La revue scientifique Science Immunology (AAAS) aujourd’hui a publié deux articles importants qui illustrent les derniers développements dans la compréhension de la fonction de la flore bactérienne intestinale. Les premières recherches remontent aux années 1990lorsque on a commencé à comprendre que les bactéries présentes dans l’intestin jouaient un rôle clé dans les processus inflammatoires. Les chercheurs June L. Round et Noah W. Palm (Université du Utah et New Haven) ont écrit une review qui résume l’état de la recherche dans le domaine des interactions de la flore bactérienne et du système immunitaire.

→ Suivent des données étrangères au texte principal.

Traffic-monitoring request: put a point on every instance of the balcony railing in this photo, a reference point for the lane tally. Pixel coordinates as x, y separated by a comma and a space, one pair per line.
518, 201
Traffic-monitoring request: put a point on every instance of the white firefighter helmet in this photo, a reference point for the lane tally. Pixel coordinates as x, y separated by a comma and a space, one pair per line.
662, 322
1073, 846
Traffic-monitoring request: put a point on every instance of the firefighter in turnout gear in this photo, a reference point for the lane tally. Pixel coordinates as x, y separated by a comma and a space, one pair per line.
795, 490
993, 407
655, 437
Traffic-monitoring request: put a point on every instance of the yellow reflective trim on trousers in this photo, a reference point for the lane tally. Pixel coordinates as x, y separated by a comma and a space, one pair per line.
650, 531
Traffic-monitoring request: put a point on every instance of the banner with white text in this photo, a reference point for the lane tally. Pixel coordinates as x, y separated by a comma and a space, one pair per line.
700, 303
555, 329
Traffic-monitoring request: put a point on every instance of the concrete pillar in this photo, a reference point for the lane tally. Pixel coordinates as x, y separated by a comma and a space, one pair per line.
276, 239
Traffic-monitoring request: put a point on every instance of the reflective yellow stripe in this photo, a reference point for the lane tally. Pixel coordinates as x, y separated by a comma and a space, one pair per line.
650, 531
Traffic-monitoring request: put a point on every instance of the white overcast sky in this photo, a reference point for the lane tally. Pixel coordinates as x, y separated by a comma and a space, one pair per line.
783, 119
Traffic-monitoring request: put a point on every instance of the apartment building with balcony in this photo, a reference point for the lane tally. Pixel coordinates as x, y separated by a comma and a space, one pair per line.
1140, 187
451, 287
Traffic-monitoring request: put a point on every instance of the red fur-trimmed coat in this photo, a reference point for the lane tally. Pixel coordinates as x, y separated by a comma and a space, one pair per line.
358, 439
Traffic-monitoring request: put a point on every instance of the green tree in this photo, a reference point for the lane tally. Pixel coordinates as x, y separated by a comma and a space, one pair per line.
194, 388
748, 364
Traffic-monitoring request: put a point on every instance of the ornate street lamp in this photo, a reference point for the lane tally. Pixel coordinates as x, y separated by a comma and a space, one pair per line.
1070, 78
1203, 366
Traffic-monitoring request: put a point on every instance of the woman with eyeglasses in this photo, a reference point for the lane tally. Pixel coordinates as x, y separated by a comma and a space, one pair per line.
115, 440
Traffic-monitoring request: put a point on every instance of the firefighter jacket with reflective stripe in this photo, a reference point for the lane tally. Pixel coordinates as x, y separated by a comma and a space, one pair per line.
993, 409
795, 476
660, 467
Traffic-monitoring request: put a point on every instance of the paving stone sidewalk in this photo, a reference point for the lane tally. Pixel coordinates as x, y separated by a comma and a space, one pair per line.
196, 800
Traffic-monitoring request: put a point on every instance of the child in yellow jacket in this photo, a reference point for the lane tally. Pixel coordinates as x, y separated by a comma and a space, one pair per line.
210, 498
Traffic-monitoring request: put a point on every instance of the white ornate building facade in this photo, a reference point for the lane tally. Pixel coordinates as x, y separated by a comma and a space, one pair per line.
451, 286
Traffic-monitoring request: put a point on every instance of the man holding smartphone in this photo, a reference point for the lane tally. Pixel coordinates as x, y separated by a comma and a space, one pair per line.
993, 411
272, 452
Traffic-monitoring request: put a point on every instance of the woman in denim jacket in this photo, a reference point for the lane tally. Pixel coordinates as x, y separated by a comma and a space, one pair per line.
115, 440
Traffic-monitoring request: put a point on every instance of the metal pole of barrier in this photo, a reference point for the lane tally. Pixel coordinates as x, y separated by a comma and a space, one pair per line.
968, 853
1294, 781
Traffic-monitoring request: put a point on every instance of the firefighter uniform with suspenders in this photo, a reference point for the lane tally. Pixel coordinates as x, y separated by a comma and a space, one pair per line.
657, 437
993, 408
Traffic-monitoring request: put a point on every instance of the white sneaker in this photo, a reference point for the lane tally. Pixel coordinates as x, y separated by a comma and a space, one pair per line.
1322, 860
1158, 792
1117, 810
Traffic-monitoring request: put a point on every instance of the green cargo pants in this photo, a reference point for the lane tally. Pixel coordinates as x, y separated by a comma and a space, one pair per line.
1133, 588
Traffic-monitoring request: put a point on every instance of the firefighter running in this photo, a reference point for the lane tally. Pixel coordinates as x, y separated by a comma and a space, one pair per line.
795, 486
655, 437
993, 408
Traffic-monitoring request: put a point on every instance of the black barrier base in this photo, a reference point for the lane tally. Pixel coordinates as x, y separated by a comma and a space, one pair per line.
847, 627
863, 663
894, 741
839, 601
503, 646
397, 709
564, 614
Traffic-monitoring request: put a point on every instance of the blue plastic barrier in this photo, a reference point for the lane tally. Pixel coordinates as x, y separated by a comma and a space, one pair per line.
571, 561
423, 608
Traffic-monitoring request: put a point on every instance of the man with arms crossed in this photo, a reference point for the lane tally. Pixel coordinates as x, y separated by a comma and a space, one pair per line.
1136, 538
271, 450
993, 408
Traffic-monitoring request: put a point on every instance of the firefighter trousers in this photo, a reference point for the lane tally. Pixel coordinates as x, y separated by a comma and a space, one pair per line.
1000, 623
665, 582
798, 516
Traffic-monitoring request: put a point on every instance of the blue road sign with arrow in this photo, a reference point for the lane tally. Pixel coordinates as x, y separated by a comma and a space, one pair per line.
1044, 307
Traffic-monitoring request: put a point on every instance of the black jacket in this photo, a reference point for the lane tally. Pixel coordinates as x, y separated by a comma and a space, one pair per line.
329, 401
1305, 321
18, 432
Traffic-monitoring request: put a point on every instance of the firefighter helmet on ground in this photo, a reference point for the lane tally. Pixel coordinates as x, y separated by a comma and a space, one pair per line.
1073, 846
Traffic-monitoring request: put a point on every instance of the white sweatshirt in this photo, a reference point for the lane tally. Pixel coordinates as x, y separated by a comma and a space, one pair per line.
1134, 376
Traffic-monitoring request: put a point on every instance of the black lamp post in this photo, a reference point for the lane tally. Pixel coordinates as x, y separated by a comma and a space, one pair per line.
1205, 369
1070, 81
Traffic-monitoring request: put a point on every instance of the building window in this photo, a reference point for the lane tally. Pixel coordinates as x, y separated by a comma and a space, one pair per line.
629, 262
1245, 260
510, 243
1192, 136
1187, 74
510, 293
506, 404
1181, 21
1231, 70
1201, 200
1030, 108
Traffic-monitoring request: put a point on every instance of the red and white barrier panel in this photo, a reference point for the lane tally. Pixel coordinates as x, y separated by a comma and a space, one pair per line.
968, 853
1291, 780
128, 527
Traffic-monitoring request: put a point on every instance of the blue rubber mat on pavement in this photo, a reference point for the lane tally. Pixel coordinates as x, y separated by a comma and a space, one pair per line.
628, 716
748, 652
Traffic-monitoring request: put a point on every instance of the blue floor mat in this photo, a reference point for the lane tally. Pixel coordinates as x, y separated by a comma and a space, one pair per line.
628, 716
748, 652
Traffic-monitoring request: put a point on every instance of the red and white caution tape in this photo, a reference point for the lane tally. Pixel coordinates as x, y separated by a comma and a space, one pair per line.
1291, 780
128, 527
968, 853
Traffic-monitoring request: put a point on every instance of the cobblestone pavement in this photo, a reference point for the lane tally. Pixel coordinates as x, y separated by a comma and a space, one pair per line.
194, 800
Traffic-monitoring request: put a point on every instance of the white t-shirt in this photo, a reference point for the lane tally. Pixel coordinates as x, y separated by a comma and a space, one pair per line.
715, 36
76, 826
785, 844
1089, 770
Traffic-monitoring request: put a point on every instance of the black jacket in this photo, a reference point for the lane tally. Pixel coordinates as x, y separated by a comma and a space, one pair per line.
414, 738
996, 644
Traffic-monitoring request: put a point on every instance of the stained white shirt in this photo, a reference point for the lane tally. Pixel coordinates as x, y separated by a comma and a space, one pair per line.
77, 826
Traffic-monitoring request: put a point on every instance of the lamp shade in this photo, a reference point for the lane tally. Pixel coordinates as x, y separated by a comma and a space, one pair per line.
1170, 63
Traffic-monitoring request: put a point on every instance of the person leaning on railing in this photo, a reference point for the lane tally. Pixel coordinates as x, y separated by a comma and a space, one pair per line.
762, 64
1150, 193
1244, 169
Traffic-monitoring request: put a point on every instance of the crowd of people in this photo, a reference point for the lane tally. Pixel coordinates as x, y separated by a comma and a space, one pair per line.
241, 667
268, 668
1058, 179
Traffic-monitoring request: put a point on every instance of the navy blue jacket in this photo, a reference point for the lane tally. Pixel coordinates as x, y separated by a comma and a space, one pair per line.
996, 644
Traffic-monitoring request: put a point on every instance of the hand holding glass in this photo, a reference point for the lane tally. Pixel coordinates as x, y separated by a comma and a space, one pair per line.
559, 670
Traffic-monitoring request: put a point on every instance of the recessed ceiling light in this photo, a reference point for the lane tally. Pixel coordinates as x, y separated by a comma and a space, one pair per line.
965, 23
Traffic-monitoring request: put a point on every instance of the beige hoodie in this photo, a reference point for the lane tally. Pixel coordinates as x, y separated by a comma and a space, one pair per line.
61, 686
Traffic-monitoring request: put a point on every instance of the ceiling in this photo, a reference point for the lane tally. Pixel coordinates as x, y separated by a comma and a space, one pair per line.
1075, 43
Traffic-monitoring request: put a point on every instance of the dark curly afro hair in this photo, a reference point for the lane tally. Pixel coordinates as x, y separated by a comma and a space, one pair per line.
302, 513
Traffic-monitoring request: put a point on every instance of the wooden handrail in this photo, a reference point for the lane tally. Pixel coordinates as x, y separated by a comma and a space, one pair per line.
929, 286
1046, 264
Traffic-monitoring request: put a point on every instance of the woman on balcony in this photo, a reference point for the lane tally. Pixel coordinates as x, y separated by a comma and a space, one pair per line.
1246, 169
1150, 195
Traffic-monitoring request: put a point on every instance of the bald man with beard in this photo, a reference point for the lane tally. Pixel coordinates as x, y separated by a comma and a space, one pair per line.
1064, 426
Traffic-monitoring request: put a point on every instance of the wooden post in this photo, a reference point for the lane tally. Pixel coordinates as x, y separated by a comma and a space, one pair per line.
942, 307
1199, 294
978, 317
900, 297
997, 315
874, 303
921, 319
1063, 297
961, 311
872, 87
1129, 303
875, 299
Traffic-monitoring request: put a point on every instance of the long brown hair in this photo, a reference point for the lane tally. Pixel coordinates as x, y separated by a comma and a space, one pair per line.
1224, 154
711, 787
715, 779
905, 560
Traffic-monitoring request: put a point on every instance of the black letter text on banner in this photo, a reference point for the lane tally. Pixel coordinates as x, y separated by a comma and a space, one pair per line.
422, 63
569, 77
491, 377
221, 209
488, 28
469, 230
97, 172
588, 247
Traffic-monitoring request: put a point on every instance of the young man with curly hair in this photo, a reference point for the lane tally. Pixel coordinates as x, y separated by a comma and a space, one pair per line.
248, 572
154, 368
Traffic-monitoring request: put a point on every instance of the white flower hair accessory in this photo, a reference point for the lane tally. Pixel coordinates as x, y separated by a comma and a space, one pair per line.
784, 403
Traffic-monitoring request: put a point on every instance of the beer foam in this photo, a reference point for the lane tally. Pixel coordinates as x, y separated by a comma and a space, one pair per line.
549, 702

Il y a quelque mois il avait été démontré que une flore bactérienne équilibrée aidait à ralentir le processus de vieillissement du cerveau à travers de mécanismes qui impliquaient une interaction avec le système immunitaire. En outre dans essai célèbre on a démontré que les cobayes auxquelles avait été administré le Lactobacillus hamnosus montraient une concentration plus élevée de GABA, une molécule liée aux capacités mnémoniques. Pour conclure il faut dire que désormais depuis quelque année le Professeur Rob Knight, est en train de travailler sur une branche de la recherche qui vise à démontrer que le sommeil a un effet sur la flore bactérienne et vice-versa, et les premiers résultats sont surprenants. En tout cas il semble clair que la prise de probiotiques commerciaux n’améliore pas la qualité de la flore bactérienne.